If you have your ingredients and equipment ready (your mise en place) before you start, you will love the process of making these biscuits. Just work quickly, get them into the hot oven while the fat’s still cold, and you won’t believe you actually made the awe-inspiring wonder that comes forth. So golden. So buttery. So warm. Just don’t grab the last one if there’s a power outage. You might end up with a fork sticking out of the back of your hand.
They’re that good.
P.S. If you’d like to see a video of Scott Peacock making these biscuits, you’ll find his “Today” show demo here.
Hot, Crusty Buttermilk Biscuits
Adapted from Scott Peacock’s “The Art of the Biscuit,” reprinted in “Best Food Writing 2008”
Makes 15 (2 1/2-inch) biscuits
- 5 cups sifted White Lily flour or other unbleached all-purpose flour (measured after sifting)
- 1 tablespoon plus 1/2 teaspoon homemade baking powder (recipe follows)
- 1 tablespoon kosher salt
- 1/2 cup packed lard (or butter), chilled
- 1 3/4 cups chilled buttermilk, plus a few tablespoons more if needed
- 3 tablespoons unsalted butter, melted
- Preheat oven to 500 degrees F. Put the flour, homemade baking powder and salt in a mixing bowl. Whisk well to combine. Add the lard and, working quickly, coat in flour and rub between your fingertips until about half the lard is coarsely blended and the other half remains in large pieces about 1/2 inch in size.
- Make a well in the flour mixture and pour in the buttermilk. Stir quickly, just until the dough is blended and begins to mass. The dough should be soft and a bit sticky and there should not be large amounts of unincorporated flour in the bowl. If dough is too dry, add a few tablespoons more buttermilk.
- Turn dough immediately onto a generously floured surface, and with floured hands knead briskly 8 to 10 times until a cohesive dough is formed.
- Gently flatten the dough with your hands so it is of an even thickness.
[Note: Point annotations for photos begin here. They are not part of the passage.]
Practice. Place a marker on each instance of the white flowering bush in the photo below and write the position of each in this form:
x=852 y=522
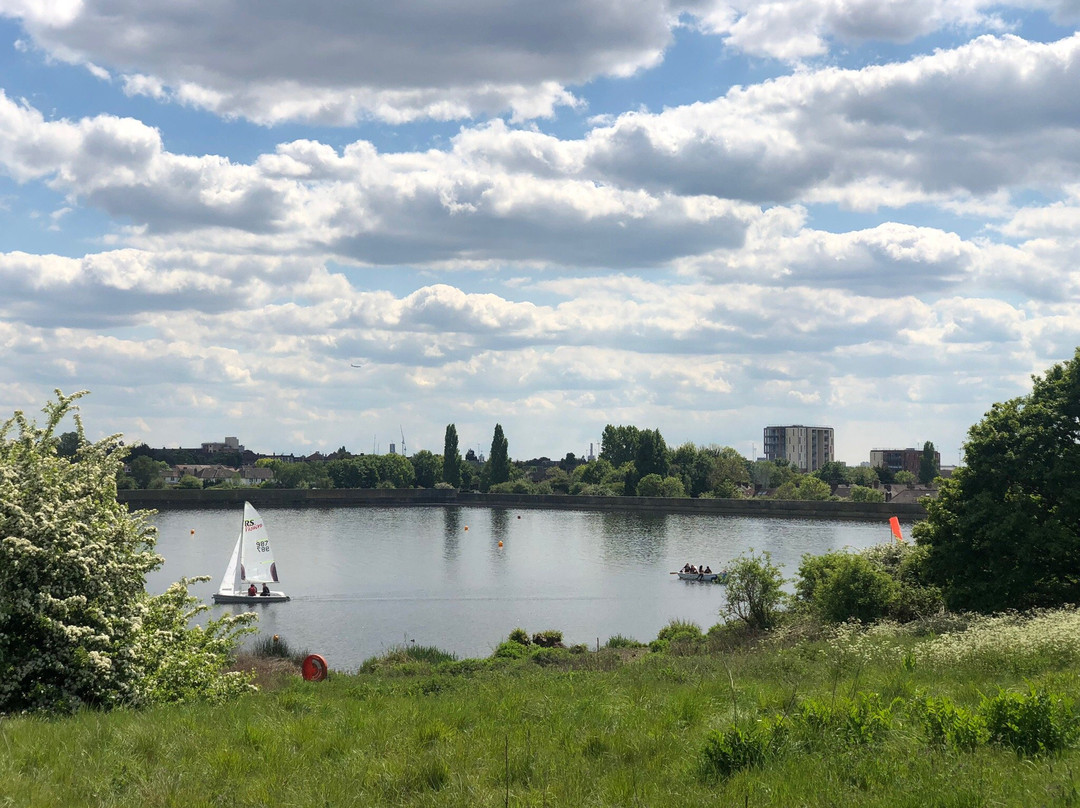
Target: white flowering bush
x=1012 y=642
x=77 y=628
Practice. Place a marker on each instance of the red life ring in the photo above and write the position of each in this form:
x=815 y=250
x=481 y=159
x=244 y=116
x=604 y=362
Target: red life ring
x=313 y=668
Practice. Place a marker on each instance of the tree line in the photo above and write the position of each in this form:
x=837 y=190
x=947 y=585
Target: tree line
x=633 y=461
x=78 y=628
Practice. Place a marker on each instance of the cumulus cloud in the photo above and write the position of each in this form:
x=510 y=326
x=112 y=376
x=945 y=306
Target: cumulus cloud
x=989 y=115
x=334 y=62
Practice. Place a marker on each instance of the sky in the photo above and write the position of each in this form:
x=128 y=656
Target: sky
x=340 y=223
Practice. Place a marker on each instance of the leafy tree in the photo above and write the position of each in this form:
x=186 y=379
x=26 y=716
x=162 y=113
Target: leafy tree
x=651 y=455
x=693 y=467
x=805 y=487
x=497 y=468
x=619 y=444
x=729 y=473
x=833 y=472
x=396 y=471
x=428 y=468
x=928 y=463
x=755 y=590
x=451 y=458
x=771 y=473
x=77 y=627
x=863 y=475
x=672 y=487
x=1003 y=532
x=650 y=485
x=863 y=494
x=855 y=589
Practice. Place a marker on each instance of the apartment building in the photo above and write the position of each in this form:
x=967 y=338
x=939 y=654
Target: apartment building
x=807 y=448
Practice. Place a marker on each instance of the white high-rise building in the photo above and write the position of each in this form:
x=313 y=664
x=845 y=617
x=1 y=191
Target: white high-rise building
x=807 y=448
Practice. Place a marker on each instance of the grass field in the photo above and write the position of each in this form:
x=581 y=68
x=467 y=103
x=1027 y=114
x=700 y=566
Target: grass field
x=945 y=713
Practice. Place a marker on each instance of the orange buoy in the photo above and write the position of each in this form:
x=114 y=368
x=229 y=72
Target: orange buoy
x=313 y=668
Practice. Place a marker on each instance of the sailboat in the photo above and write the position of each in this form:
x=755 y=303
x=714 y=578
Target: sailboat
x=252 y=564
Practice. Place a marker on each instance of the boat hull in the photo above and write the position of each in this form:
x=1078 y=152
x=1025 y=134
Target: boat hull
x=706 y=577
x=244 y=597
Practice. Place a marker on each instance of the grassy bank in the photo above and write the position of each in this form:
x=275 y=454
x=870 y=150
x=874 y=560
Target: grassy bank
x=811 y=717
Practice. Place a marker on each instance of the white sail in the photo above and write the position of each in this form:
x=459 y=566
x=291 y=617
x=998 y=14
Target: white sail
x=256 y=557
x=230 y=581
x=252 y=563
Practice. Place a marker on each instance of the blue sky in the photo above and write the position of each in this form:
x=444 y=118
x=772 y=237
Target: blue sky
x=704 y=216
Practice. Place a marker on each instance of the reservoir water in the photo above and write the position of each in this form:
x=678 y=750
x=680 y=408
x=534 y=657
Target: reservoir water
x=364 y=580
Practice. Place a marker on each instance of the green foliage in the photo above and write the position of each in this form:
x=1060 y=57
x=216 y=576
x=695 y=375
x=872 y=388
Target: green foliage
x=497 y=468
x=948 y=725
x=427 y=468
x=737 y=749
x=651 y=455
x=72 y=563
x=833 y=472
x=77 y=628
x=147 y=472
x=619 y=444
x=679 y=637
x=618 y=641
x=181 y=663
x=1030 y=724
x=928 y=463
x=520 y=635
x=805 y=487
x=1004 y=529
x=885 y=580
x=754 y=590
x=853 y=589
x=451 y=457
x=650 y=485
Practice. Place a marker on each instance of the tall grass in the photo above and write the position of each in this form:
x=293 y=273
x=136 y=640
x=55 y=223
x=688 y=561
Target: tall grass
x=812 y=717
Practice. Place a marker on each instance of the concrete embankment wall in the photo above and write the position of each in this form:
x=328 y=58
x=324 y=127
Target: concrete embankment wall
x=177 y=498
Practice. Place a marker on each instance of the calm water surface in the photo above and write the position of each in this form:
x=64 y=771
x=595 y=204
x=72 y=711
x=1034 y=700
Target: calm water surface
x=366 y=579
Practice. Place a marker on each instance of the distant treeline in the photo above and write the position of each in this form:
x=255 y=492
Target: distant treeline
x=633 y=462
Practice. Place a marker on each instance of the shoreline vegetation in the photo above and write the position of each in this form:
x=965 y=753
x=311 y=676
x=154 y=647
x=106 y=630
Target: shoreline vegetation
x=179 y=498
x=947 y=710
x=940 y=673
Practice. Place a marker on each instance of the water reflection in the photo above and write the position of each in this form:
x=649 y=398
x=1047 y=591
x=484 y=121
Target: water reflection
x=451 y=533
x=633 y=537
x=363 y=578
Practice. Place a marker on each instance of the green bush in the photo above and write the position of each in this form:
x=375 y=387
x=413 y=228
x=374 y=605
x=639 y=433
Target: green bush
x=736 y=749
x=853 y=589
x=618 y=641
x=1029 y=724
x=520 y=635
x=755 y=590
x=947 y=725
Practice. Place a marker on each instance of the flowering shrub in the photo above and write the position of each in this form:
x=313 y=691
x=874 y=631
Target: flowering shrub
x=1017 y=643
x=77 y=628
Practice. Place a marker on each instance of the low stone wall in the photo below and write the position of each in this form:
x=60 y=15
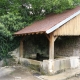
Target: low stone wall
x=61 y=64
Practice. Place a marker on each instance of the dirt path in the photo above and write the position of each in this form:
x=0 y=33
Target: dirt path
x=20 y=73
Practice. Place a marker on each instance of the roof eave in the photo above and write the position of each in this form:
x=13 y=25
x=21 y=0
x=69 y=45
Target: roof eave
x=62 y=22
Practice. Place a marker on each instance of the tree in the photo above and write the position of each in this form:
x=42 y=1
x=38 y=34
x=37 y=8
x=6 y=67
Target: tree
x=8 y=25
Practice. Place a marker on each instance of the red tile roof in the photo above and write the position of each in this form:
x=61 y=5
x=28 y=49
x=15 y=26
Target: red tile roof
x=47 y=23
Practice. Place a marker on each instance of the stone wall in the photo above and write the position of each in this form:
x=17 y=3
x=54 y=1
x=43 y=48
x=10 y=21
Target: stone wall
x=64 y=46
x=67 y=46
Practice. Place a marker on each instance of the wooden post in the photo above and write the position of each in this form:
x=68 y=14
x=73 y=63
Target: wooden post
x=51 y=46
x=21 y=49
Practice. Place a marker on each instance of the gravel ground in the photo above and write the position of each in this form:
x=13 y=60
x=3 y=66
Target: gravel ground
x=20 y=73
x=77 y=77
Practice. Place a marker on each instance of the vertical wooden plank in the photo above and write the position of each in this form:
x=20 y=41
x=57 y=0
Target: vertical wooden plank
x=51 y=47
x=21 y=49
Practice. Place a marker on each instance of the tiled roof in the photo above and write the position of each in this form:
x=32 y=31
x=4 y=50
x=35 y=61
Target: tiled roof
x=47 y=23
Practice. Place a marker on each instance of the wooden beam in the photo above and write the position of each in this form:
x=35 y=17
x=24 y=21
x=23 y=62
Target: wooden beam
x=48 y=37
x=55 y=37
x=21 y=49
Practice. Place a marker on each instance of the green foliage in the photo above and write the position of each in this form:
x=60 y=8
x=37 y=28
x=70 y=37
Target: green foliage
x=16 y=14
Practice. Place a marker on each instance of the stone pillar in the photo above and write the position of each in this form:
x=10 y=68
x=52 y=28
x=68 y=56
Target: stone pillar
x=51 y=47
x=21 y=49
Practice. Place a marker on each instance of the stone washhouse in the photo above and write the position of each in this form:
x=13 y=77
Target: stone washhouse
x=66 y=24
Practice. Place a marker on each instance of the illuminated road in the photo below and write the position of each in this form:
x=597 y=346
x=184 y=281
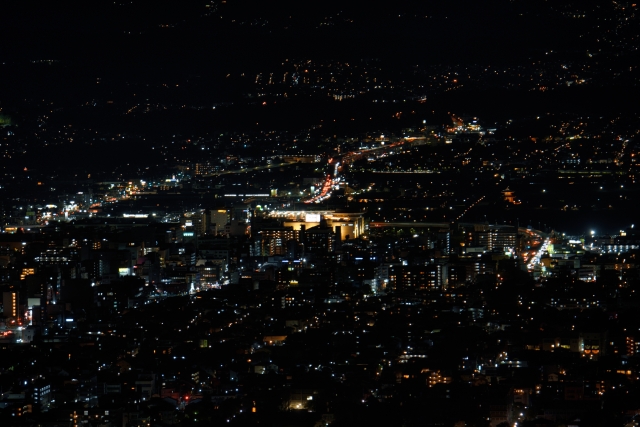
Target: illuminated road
x=344 y=159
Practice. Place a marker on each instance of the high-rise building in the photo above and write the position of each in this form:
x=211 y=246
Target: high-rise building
x=11 y=303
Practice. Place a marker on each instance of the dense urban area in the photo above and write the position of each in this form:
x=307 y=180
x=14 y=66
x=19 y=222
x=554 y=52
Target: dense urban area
x=213 y=218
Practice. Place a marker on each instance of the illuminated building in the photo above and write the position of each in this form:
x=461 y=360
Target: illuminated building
x=351 y=224
x=276 y=241
x=11 y=301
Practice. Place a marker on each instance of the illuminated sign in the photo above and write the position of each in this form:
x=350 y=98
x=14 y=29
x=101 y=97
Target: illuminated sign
x=312 y=218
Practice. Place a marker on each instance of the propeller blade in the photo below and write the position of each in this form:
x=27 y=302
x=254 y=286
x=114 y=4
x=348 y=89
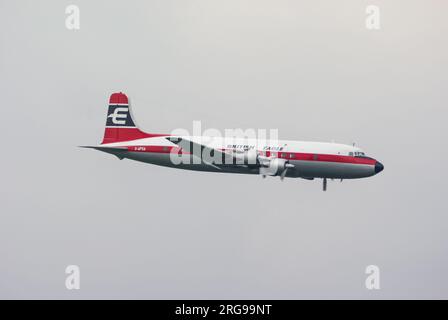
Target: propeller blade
x=282 y=176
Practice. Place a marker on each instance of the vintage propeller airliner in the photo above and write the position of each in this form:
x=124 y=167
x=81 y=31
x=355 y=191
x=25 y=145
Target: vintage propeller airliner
x=283 y=158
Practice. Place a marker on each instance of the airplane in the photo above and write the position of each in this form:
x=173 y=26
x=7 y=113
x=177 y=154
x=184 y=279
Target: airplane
x=283 y=158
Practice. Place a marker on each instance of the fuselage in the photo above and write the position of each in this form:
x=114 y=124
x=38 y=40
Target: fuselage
x=310 y=159
x=283 y=158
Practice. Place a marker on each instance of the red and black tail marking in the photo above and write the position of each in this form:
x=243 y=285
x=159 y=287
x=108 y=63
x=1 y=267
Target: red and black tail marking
x=120 y=125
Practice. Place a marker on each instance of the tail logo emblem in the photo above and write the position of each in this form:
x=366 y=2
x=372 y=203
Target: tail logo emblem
x=117 y=115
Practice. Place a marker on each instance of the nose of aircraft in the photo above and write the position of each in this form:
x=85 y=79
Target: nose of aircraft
x=378 y=167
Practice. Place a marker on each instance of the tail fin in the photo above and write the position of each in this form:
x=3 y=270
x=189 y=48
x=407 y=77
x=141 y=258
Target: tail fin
x=120 y=125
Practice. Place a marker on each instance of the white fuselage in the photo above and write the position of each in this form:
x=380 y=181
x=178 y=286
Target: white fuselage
x=310 y=159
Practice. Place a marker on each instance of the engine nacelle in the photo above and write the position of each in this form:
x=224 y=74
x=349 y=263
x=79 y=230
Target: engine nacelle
x=249 y=157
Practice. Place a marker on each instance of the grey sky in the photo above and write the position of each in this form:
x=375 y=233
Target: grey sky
x=309 y=68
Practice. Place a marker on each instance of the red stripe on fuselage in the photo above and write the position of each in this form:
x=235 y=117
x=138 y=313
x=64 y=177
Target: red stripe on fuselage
x=119 y=134
x=293 y=156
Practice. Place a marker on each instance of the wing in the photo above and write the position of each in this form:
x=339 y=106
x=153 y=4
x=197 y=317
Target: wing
x=210 y=156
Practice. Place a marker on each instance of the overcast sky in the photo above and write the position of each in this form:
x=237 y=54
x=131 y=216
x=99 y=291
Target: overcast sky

Then, using a floured rolling pin, roll it out to a uniform thickness of 1/2 inch. (If the dough begins to stick to your rolling pin, dust the pin – not the dough – with flour. Flouring the dough at this point will result in dusty-looking biscuits.) With a dinner fork dipped in flour, pierce the dough completely through at 1/2-inch intervals.
- Lightly flour a 2 1/2- or 3-inch biscuit cutter and stamp out rounds. (Do not twist the cutter when stamping out biscuits.) Cut the biscuits from the dough as close together as you can for a maximum yield. Arrange cut biscuits on a heavy, ungreased or parchment-lined baking sheet so that they almost touch. Do not reroll the scraps. Just bake the rest of the dough pieces, as is, and enjoy as a treat.
- Bake in upper third of the oven for 8 to 12 minutes until crusty golden brown. (Check about 6 minutes into baking and rotate pan if needed to ensure even cooking.) Remove from the oven and brush with melted butter. Serve hot.
Homemade Baking Powder
- 1/4 cup cream of tartar
- 2 tablespoons baking soda
Sift together three times the following: 1/4 cup cream of tartar and 2 tablespoons baking soda. Transfer to a clean, dry, tight-sealing jar. Store at room temperature, away from direct sunlight, for up to four weeks.